Harrison County has been awarded a $98,000 grant to help offset the almost $500,000 deficit from expenses relating to murder trials.District Attorney decisions are already perhaps-too detached from budget considerations, but subsidizing death-penalty defense (as opposed to, say, burglary, DWI, non-capital murder, or defense of incompetent jail inmates) seems like a politicized way to encourage more of the very most expensive and problematic type of criminal litigation. Appeals go on for years, quite a few men have been exonerated from death row, including Anthony Graves, and more than half of Texas death sentences do not result in executions, according to a recent analysis.
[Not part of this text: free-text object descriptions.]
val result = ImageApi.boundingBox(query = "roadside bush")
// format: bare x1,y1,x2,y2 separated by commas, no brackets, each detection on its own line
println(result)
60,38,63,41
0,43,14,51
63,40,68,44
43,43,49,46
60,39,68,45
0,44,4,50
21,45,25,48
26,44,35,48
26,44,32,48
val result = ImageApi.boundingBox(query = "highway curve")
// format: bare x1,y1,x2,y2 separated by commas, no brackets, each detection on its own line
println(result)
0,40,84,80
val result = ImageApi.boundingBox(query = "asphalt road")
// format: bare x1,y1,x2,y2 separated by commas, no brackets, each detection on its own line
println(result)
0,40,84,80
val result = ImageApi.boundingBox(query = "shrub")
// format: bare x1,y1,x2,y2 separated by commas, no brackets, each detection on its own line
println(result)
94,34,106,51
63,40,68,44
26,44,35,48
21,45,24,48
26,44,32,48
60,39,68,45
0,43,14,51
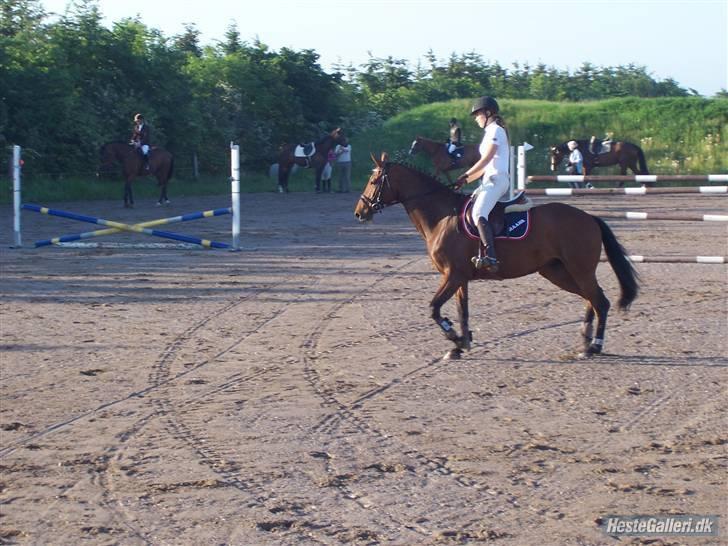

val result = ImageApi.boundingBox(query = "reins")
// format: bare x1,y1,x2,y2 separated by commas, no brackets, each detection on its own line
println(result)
358,162,459,214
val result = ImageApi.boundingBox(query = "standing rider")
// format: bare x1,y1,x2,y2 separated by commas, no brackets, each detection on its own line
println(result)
455,96,510,272
131,113,151,170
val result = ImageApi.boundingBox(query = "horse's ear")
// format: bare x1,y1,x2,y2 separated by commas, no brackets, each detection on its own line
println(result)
380,152,389,163
370,152,380,168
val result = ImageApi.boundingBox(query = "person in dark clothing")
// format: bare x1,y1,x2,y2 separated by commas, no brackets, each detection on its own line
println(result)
447,118,463,166
131,113,151,170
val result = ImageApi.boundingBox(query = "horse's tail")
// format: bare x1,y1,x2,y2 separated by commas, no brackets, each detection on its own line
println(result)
636,146,649,174
594,216,639,310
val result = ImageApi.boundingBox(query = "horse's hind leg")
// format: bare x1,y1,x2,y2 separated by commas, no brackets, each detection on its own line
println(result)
158,179,170,206
560,262,611,355
538,261,604,354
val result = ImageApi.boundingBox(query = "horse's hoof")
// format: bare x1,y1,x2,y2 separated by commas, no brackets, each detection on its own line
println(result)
576,351,594,359
578,344,602,359
444,348,462,360
277,185,284,193
156,202,161,207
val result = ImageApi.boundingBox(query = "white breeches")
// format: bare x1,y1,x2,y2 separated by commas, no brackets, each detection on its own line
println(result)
471,174,510,223
447,143,457,153
141,144,150,155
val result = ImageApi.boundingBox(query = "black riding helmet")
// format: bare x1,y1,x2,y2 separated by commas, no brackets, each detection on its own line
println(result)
470,96,499,116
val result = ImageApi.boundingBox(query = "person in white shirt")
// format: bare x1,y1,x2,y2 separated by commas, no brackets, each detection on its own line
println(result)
567,140,583,173
334,142,352,193
566,140,592,188
455,96,510,271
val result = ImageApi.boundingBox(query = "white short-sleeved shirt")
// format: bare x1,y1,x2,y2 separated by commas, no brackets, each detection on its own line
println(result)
479,124,510,179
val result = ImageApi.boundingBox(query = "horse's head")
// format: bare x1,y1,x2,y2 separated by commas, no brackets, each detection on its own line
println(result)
549,145,565,172
354,152,397,222
409,137,422,156
331,127,347,146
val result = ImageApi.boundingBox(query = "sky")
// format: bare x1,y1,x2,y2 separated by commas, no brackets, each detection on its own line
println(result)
39,0,728,97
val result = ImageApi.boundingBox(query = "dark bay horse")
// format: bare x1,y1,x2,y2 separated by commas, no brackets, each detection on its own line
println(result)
276,128,347,193
550,139,649,186
99,142,174,208
409,136,480,183
354,153,639,360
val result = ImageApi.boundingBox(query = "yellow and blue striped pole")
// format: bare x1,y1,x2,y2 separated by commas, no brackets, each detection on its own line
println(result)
23,204,232,249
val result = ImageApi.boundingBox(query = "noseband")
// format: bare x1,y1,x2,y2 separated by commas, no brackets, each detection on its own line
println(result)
358,169,395,213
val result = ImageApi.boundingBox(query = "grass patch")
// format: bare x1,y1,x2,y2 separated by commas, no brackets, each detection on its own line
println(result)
1,169,324,205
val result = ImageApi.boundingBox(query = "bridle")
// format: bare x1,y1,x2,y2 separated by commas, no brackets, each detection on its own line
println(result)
357,162,459,215
358,167,393,214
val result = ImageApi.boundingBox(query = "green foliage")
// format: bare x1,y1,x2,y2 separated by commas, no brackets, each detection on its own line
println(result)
2,0,725,203
348,97,728,187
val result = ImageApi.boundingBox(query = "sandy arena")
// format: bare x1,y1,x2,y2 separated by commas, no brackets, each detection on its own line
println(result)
1,189,726,545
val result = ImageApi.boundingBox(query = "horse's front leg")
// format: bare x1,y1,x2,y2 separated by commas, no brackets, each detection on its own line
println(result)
430,274,465,359
449,283,472,359
124,179,133,208
314,164,323,193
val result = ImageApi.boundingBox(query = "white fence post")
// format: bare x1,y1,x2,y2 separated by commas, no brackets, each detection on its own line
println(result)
230,142,241,251
12,145,22,248
517,142,534,191
509,145,515,199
Counties that pay full freight for capital cases will perhaps calculate that into prosecutors' thinking when they make the next decision about whether to pursue capital charges.
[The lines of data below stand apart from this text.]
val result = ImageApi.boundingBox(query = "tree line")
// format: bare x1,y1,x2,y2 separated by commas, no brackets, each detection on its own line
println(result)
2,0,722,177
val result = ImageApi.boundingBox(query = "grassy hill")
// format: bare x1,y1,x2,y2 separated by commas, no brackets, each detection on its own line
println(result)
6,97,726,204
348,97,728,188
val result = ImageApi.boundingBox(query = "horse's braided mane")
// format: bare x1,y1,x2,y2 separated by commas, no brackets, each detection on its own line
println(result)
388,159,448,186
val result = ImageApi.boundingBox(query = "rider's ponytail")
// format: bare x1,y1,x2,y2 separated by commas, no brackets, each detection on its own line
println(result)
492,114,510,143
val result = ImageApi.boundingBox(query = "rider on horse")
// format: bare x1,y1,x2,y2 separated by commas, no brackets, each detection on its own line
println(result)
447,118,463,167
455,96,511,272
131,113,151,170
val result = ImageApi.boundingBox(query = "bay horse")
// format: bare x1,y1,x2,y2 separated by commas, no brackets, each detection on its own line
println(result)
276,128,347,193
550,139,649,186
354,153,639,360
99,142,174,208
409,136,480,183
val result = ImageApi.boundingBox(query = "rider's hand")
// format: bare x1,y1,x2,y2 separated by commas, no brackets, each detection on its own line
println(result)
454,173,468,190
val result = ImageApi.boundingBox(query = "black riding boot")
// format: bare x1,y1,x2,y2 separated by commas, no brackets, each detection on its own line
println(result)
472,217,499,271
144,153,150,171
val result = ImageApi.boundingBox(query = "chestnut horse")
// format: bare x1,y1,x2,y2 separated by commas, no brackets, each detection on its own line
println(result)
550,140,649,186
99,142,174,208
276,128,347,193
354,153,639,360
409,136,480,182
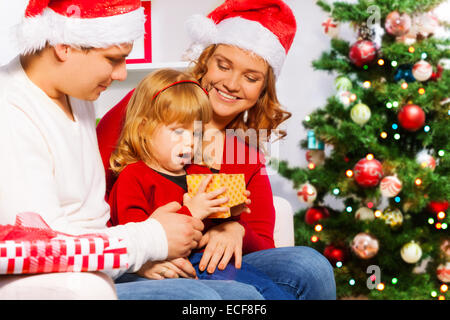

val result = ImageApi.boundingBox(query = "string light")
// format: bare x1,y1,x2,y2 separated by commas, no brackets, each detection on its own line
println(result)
377,59,385,66
401,82,408,89
377,283,385,291
346,170,354,177
441,284,448,293
314,224,323,232
392,123,398,130
437,211,446,220
310,235,319,243
421,52,428,59
394,196,401,203
436,222,442,229
424,125,430,132
374,210,382,218
438,150,445,157
392,101,399,108
332,188,340,195
428,218,435,224
380,131,388,139
349,279,356,286
431,291,438,298
394,133,401,140
415,178,422,186
408,46,415,53
391,60,398,67
418,88,425,95
391,278,398,285
336,261,343,268
305,116,311,122
350,93,357,102
367,202,374,209
363,81,371,88
346,206,353,213
442,223,448,230
438,295,446,300
366,154,374,160
308,162,316,170
386,102,393,109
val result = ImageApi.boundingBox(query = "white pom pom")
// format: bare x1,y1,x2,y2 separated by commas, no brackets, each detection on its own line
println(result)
185,14,217,44
181,43,206,62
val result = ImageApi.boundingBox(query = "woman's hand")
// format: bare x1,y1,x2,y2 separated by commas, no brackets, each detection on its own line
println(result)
197,221,245,274
137,257,197,280
230,190,251,216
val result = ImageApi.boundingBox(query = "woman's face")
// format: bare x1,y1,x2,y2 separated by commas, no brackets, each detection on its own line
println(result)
201,45,268,126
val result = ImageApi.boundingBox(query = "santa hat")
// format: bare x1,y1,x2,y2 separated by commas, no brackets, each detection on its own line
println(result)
184,0,297,78
15,0,145,55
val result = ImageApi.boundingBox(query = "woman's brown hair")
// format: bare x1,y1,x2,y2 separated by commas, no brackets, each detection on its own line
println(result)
189,44,292,146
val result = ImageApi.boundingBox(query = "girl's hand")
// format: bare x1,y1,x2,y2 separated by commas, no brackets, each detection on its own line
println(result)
197,221,245,274
137,258,197,280
184,175,230,220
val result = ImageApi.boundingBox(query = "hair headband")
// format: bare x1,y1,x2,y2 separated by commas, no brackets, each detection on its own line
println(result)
152,80,209,101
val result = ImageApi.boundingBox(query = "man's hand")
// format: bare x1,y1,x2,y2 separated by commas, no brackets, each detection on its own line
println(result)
151,201,204,259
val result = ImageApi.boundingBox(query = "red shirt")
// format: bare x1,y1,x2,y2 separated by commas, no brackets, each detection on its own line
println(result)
97,90,275,254
108,161,192,226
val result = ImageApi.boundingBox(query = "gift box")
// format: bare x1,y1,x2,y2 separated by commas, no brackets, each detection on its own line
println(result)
0,212,128,275
186,174,247,218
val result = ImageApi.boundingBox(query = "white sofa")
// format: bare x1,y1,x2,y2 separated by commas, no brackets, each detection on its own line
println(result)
273,196,295,248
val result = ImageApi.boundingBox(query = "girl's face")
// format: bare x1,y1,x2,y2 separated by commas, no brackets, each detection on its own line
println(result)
146,122,194,175
201,45,268,126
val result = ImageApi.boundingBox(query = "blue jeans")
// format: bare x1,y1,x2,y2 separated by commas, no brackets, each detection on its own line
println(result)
115,246,335,300
115,275,263,300
189,252,294,300
243,246,336,300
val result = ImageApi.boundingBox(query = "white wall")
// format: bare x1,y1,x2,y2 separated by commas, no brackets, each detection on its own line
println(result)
1,1,448,214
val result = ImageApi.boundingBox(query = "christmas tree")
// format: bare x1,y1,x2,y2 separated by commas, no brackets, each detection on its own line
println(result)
275,0,449,299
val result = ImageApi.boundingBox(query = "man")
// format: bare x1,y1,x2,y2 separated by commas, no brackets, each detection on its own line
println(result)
0,0,261,300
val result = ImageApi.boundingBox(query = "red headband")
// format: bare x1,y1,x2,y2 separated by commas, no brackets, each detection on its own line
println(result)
152,80,209,101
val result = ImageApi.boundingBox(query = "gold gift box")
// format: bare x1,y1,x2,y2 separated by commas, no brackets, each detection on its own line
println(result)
186,174,247,218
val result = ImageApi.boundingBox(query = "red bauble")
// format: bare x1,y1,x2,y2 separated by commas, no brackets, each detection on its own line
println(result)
305,207,330,225
397,104,426,131
427,201,449,213
353,158,383,187
323,244,347,265
348,40,377,67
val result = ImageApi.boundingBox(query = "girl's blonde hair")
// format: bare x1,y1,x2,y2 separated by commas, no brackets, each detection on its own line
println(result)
189,44,292,144
110,68,212,174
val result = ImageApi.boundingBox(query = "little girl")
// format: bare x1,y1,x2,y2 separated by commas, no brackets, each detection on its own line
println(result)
108,69,294,299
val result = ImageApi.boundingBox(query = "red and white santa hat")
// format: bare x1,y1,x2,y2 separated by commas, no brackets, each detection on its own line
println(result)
184,0,297,78
15,0,145,54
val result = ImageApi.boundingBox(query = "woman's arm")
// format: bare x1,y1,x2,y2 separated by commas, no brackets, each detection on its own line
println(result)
237,163,276,254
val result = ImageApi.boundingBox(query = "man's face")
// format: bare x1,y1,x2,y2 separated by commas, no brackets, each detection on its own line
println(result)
63,44,133,101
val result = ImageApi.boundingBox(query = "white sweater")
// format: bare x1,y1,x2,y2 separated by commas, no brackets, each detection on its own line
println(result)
0,57,168,278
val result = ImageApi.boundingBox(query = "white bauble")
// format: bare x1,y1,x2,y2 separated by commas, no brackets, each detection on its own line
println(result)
355,207,375,221
350,103,371,125
401,241,422,264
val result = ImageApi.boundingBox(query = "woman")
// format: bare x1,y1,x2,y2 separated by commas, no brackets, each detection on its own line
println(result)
97,0,336,300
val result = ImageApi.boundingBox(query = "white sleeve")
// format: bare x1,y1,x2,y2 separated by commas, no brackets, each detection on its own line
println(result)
0,101,168,278
0,100,62,225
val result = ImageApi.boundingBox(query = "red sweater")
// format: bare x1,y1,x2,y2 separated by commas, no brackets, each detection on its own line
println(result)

The Texas Task Force of Indigent Services awarded a total of $650,000 to six counties that demonstrated extraordinary indigent defense expenses that constituted a financial emergency.
“The county needed help recouping funds lost in the recent capital murder trial,” said Harrison County First Assistant Auditor Jana Smallwood, who was responsible for the application.
The county budgeted $250,000 for the trial of Cortne Mareese Robinson, and it ended up costing almost twice that for the defense and prosecution costs, Smallwood said.
By contrast, the task force earlier set up a West Texas appellate public defender for capital defense - dubbed "murder insurance" by its proponents - that operates on a bit more of a "Lord helps those who help themselves model," creating a system that in the long-term is self-sustaining instead of subsidizing short-term consequences from county-level policy decisions.
I don't think such grants are where the Task Force on Indigent Defense can get its greatest bang for the buck.